Przetwarzający tworzywa sztuczne przeznaczając środki na odnowę parków MiU najczęściej sięgają po środki własne (52,3%). Taka praktyka podyktowana jest wieloma motywami i wynika po części z przyzwyczajeń. Kolejne 40% badanych wskazuje, że stara się dywersyfikować źródła finansowania podczas podejmowania decyzji o inwestowaniu w maszyny i urządzenia. Chętnie wybieranym modelem jest również miks środków własnych, łączonych z leasingiem, kredytem lub dotacją. Ogółem 13% firm z tej branży informuje, że w najbliższych miesiącach zamierza zwiększyć udział finansowania zewnętrznego przy inwestycjach w park MiU, wynika także z badania.

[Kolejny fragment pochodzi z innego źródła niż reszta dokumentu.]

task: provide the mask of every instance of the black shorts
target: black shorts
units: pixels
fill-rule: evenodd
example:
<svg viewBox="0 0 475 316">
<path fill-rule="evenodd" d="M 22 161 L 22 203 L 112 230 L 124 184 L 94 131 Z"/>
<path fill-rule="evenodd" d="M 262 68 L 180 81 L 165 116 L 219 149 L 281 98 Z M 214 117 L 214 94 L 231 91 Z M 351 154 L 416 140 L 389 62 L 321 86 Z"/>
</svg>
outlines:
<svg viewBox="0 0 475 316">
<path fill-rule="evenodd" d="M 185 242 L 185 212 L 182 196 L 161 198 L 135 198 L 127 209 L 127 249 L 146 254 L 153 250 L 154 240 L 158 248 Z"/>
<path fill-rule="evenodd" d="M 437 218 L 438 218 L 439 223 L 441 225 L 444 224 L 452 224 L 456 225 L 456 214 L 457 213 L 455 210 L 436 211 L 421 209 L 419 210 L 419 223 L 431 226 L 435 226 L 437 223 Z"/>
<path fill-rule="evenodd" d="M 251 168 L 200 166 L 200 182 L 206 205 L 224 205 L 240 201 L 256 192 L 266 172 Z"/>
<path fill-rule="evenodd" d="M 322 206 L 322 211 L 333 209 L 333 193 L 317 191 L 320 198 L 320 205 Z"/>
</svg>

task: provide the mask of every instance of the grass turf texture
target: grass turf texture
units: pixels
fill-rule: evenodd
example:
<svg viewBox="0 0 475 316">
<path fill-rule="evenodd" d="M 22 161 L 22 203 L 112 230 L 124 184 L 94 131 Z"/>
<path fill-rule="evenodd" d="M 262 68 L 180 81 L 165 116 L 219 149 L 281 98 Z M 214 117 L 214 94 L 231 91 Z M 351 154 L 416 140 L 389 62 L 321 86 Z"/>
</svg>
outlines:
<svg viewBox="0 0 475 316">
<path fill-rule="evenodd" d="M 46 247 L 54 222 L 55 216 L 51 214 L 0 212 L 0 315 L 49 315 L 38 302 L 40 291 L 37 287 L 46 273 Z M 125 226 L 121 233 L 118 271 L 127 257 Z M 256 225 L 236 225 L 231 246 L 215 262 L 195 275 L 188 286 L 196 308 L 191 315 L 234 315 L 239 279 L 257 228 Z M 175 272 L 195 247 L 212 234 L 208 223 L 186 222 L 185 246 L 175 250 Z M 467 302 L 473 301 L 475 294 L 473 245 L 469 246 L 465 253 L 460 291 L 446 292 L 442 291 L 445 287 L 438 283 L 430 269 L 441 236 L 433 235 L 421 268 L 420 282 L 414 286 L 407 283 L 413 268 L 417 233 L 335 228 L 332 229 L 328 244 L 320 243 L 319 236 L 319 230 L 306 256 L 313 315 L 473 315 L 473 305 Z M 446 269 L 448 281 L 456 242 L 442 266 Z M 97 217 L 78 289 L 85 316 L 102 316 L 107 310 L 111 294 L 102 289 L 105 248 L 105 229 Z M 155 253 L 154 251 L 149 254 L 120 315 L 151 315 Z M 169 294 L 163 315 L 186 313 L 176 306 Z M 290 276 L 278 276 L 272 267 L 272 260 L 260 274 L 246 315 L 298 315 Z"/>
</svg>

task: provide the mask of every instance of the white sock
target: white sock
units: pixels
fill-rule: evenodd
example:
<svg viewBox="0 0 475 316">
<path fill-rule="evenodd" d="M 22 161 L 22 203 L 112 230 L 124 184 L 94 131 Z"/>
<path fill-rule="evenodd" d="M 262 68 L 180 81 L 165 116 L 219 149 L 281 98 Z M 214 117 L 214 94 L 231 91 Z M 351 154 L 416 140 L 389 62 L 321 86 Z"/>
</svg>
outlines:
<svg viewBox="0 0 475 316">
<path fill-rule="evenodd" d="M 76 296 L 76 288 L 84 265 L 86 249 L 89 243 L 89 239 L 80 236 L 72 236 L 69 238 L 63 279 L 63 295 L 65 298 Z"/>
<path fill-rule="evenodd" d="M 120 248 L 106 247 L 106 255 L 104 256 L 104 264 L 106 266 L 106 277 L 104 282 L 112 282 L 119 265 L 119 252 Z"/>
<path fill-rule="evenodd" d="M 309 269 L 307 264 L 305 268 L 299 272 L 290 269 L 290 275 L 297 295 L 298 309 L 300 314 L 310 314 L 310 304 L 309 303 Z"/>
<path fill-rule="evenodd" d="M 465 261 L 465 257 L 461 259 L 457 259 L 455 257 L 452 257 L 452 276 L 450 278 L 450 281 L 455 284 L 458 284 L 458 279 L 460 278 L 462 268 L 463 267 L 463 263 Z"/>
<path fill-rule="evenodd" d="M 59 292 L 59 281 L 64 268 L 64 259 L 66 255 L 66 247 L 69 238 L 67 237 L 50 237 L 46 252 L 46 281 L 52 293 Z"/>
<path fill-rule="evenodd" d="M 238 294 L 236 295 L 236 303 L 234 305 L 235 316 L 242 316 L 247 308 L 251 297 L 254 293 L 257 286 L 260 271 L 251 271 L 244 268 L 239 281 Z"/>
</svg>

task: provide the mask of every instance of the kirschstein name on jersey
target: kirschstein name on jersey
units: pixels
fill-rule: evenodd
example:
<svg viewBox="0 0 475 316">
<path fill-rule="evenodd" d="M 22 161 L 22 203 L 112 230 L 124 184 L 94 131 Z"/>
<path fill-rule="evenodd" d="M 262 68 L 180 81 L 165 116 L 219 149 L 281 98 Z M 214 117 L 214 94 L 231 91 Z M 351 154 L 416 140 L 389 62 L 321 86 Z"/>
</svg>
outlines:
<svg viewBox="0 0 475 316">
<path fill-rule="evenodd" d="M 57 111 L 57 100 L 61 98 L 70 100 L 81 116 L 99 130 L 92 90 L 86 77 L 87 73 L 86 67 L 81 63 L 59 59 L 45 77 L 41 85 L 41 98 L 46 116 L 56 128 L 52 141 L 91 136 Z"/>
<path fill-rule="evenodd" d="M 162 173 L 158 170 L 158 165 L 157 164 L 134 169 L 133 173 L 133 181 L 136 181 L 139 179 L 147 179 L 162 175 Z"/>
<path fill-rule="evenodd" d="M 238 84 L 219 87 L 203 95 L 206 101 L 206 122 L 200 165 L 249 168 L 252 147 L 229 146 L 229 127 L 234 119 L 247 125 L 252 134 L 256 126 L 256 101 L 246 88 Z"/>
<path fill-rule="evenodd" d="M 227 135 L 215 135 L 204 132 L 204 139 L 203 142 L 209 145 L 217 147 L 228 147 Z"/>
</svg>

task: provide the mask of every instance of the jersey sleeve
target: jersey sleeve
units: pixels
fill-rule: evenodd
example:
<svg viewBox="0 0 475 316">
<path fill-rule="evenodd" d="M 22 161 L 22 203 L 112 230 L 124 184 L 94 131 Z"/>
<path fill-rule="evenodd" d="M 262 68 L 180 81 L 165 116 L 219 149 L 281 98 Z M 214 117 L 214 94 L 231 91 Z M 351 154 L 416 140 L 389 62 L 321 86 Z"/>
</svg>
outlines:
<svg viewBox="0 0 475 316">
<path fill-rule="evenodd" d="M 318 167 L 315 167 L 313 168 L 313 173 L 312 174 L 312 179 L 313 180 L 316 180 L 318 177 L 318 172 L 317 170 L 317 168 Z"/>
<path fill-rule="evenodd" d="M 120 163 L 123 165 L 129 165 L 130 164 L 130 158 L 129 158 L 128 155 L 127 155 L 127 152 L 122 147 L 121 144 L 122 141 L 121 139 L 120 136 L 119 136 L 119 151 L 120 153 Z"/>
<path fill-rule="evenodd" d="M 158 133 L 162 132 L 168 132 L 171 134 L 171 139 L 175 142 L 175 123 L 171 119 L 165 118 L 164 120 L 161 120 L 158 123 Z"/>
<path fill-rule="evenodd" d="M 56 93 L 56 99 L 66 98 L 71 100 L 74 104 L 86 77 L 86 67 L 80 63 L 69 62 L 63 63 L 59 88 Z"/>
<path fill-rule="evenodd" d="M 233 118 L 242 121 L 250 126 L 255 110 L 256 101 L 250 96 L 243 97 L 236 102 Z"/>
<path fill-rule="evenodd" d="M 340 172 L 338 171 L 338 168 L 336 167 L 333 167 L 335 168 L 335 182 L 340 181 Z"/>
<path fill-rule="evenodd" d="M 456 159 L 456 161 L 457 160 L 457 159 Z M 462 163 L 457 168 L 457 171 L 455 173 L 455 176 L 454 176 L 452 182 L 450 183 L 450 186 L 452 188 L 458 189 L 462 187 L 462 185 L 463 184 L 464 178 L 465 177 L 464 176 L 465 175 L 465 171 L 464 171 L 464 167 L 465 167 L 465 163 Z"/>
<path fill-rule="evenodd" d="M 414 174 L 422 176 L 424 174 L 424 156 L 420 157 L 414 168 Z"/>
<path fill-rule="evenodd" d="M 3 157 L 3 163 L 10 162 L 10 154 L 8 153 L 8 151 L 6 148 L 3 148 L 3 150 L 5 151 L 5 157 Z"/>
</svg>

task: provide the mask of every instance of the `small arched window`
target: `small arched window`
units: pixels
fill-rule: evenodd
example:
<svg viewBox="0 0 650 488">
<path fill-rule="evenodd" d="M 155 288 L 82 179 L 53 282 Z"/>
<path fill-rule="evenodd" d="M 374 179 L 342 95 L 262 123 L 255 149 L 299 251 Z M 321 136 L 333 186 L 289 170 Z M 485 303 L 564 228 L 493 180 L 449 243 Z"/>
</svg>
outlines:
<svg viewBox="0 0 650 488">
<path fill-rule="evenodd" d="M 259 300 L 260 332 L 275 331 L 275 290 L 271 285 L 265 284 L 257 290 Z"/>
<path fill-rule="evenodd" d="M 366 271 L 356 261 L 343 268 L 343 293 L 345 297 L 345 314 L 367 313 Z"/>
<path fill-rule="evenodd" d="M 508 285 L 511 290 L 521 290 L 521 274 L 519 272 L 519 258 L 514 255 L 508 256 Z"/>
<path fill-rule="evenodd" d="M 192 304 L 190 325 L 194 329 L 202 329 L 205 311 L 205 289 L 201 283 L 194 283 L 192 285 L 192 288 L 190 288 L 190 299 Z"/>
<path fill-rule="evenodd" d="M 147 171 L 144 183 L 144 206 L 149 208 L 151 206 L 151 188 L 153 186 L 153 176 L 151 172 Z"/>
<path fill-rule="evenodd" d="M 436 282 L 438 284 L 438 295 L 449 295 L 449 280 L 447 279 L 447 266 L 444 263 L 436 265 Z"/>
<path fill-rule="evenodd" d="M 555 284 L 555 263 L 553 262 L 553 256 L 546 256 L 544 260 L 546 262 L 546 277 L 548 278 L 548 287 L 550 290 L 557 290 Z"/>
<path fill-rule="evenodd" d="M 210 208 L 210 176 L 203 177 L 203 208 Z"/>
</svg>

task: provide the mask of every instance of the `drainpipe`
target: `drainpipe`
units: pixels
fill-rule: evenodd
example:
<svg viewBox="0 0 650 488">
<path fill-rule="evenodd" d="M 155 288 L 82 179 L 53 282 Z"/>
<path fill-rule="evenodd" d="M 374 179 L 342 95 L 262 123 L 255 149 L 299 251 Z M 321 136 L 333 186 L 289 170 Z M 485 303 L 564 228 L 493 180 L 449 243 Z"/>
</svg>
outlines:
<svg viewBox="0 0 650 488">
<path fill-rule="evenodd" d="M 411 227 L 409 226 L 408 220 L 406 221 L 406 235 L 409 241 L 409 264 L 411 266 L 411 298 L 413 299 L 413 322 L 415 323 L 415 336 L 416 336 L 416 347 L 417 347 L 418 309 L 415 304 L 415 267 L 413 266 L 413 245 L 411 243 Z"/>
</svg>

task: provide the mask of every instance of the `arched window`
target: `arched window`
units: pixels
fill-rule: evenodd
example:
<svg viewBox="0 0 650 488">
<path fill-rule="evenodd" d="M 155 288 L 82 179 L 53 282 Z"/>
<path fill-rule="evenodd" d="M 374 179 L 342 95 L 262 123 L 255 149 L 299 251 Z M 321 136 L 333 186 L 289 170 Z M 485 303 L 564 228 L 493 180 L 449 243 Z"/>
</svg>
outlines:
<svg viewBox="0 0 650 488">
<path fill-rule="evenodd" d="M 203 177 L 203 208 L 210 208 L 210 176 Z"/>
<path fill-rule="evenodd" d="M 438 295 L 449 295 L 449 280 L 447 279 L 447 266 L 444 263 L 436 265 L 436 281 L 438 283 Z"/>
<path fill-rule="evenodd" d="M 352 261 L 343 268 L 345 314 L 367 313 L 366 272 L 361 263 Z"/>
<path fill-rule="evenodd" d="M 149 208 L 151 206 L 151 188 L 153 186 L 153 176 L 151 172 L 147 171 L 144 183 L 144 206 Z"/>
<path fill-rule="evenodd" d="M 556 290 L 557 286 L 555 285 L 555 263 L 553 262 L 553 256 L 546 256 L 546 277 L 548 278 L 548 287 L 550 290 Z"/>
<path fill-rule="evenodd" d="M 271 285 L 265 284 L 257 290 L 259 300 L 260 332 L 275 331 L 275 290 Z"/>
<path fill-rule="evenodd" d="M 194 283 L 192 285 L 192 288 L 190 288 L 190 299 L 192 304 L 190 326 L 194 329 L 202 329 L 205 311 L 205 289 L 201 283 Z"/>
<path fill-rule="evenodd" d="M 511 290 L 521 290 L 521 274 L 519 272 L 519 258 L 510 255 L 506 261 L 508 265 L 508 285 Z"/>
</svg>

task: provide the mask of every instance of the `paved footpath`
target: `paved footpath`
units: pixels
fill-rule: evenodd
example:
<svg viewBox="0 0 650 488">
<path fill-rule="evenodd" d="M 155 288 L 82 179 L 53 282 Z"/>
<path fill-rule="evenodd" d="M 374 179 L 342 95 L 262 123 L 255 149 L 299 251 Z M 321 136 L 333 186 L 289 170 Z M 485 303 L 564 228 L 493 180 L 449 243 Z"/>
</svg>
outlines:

„Spora grupa firm stawia na dywersyfikację źródeł finansowania. Jak wynika z naszych badań, przedsiębiorstwa, które inwestują w taki sposób, częściej automatyzują i odnawiają park MiU. W efekcie także lepiej oceniają swoje przygotowanie do konkurowania, niż ci którzy wykorzystują wyłącznie własne środki. Trudno jest bowiem wyprzedzać konkurencję opierając się tylko na wypracowanych zyskach, podczas gdy inni maksymalizują swoje możliwości inwestycyjne. W dobie obecnych wyzwań, zewnętrzny kapitał jest coraz ważniejszy, aby biznes funkcjonował na najwyższym poziomie, a jego środki trwałe umożliwiały dostosowywanie się do ciągłych zmian. Wymaga to jednak elastycznego finansowania od partnerów, którzy rozumieją technologię oraz specyfikę branży” – podsumował Kukulski.